If a tree falls down and no one is around to see it… just spawn a fallen log next time they go by
This page is a pretty good explanation of how floats work, though they fail to go into precision problems. Basically you have 23 bits to represent the number, plus a sign and an exponent. So that means, if your numbers are generally less than 10, you can represent things with a precision of about 10/2^23. That’s really good — if our units are meters, then this is a precision of about 0.001 millimeter.
But if you’re, say, 10 km away from the origin, then the best precision you can get is 10000/2^23, which is a little over a millimeter. That means you can’t move something less than a millimeter. Worse, it may even mean that vertices of a mesh can’t be positioned more precisely than within a millimeter or so of where things are supposed to be.

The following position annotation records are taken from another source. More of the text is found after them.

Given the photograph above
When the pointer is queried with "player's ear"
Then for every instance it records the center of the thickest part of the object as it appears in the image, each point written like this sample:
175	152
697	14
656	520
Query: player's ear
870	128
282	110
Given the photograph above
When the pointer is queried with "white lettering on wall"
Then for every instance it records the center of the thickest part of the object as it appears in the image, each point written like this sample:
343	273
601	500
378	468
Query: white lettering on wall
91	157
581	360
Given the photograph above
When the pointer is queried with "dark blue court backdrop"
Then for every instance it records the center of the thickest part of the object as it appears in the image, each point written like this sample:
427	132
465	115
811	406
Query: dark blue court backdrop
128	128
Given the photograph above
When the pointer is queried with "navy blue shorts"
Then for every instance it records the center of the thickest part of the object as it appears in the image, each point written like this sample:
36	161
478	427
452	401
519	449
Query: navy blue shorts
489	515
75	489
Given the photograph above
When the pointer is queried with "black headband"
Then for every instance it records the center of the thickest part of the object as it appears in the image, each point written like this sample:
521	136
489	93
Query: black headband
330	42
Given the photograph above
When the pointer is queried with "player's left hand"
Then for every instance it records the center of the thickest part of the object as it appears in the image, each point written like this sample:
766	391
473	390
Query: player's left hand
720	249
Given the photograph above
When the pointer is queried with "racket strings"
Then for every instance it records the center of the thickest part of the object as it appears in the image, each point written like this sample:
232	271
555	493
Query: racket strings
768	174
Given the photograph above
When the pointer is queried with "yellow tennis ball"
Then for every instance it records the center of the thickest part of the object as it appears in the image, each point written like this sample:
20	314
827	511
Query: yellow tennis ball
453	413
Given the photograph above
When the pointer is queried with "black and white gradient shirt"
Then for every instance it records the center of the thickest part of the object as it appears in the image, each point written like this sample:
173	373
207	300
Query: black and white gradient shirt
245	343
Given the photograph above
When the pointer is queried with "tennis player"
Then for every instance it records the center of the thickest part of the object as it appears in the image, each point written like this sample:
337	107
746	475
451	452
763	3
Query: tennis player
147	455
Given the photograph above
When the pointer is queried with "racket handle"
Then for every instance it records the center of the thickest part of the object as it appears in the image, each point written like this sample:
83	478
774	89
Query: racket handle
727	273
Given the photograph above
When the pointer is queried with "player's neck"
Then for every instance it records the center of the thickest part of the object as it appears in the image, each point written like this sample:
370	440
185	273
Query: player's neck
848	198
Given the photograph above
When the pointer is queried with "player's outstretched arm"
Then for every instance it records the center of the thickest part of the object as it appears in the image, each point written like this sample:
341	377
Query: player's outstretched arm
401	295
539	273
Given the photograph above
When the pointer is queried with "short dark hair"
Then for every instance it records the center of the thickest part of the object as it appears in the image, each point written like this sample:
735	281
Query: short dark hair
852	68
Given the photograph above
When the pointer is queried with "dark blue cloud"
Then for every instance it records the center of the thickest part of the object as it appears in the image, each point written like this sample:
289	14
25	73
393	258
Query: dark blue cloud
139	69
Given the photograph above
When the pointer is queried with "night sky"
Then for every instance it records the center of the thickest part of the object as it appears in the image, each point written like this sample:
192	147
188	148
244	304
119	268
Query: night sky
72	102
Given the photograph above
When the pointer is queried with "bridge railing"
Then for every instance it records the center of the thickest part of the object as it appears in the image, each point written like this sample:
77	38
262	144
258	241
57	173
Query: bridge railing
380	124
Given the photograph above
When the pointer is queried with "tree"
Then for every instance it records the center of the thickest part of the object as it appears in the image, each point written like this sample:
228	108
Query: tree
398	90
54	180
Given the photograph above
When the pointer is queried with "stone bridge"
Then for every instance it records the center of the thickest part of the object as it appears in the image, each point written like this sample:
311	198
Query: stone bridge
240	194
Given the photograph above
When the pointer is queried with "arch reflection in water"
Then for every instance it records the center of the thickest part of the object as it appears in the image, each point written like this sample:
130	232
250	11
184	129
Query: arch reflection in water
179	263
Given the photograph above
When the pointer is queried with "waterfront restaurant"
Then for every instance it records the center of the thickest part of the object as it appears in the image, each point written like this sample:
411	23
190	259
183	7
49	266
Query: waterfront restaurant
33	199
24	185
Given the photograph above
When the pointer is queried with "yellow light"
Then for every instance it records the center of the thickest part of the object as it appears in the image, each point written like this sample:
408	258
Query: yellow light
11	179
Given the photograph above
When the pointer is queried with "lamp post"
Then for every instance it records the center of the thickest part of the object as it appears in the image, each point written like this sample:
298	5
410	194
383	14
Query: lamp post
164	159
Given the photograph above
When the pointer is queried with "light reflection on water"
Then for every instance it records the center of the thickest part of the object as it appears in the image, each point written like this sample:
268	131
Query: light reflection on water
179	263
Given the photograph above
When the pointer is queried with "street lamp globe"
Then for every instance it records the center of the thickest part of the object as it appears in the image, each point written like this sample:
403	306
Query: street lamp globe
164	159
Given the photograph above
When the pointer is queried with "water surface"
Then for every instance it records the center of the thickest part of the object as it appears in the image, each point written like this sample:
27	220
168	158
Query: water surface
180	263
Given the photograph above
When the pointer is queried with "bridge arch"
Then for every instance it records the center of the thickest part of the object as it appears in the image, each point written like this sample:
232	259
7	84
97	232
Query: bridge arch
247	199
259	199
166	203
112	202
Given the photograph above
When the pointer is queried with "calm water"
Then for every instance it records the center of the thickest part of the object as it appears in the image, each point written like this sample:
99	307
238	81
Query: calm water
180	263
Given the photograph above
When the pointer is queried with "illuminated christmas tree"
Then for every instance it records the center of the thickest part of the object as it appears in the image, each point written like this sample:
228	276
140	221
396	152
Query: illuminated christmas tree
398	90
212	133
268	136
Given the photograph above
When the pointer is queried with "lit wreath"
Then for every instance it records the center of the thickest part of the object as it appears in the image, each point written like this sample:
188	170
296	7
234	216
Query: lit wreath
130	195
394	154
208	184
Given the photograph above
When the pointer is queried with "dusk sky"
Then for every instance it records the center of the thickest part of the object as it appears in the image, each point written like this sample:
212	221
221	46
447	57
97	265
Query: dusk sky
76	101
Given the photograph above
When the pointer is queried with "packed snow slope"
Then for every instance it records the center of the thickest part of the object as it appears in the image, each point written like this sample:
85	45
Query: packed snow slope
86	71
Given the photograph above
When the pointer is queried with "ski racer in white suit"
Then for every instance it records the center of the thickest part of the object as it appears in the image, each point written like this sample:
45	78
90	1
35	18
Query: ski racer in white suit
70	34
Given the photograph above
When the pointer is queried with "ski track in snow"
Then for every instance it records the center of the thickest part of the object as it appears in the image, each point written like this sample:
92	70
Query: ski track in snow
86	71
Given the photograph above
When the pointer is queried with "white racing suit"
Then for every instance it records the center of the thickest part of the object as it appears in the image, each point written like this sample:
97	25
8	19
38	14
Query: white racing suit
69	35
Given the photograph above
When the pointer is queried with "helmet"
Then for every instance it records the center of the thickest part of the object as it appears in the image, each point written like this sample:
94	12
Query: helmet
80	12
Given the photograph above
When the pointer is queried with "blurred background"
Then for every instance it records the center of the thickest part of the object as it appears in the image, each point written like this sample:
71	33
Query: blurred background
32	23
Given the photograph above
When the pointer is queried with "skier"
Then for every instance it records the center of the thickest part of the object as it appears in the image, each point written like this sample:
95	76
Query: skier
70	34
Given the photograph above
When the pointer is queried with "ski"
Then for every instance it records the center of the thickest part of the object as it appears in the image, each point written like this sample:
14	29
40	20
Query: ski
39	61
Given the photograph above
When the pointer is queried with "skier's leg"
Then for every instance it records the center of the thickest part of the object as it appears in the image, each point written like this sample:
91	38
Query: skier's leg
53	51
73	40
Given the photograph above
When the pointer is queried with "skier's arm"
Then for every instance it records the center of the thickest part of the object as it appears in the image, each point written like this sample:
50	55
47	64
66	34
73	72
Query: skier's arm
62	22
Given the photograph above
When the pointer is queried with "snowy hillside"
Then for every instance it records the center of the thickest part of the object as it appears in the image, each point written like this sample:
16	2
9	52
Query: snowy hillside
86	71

And when you’re trying to do physics calculations, and can’t do better than a millimeter precision, weird stuff can start happening, where things don’t collide that should, or slow-moving objects stop entirely, etc.
Actually it’s not all that bad at this point, but when you start getting hundreds or thousands of km away from the origin, then it really becomes problematic.
In your case, going no more than 2000 units from the origin, you might be fine. It’d make me nervous, but you might get away with it nonetheless.
It’s definitely an important technique to have in your toolkit! The Physics.RayCast reference has some decent sample code. The most relevant one in this case is this one:
using UnityEngine;
public class RaycastExample : MonoBehaviour
{
public Missile missile;
void FixedUpdate()
{
RaycastHit hit;
if (Physics.Raycast(transform.position, -Vector3.up, out hit, 100.0f))
print("Found an object - distance: " + hit.distance);
}
}
…which casts a ray down from the object’s position. If you want to be sure to hit the terrain, you could instead start at a high altitude (higher than any point in the terrain), and leave out the maxDistance parameter so the ray keeps going until it hits something.
There’s also a layer mask available that will allow your ray to ignore everything except the terrain. So then you know where the terrain is below the object, and you just set its Y position to that.
That was a really good explanation, thank you! It’s definitively something I have to sink my teeth into so I’ll be more aware when using floating point vars from now on.
Also, thanks for the tip on Raycast, this sparked more curiosity about that part of Unity! I’m going to study the argument asap.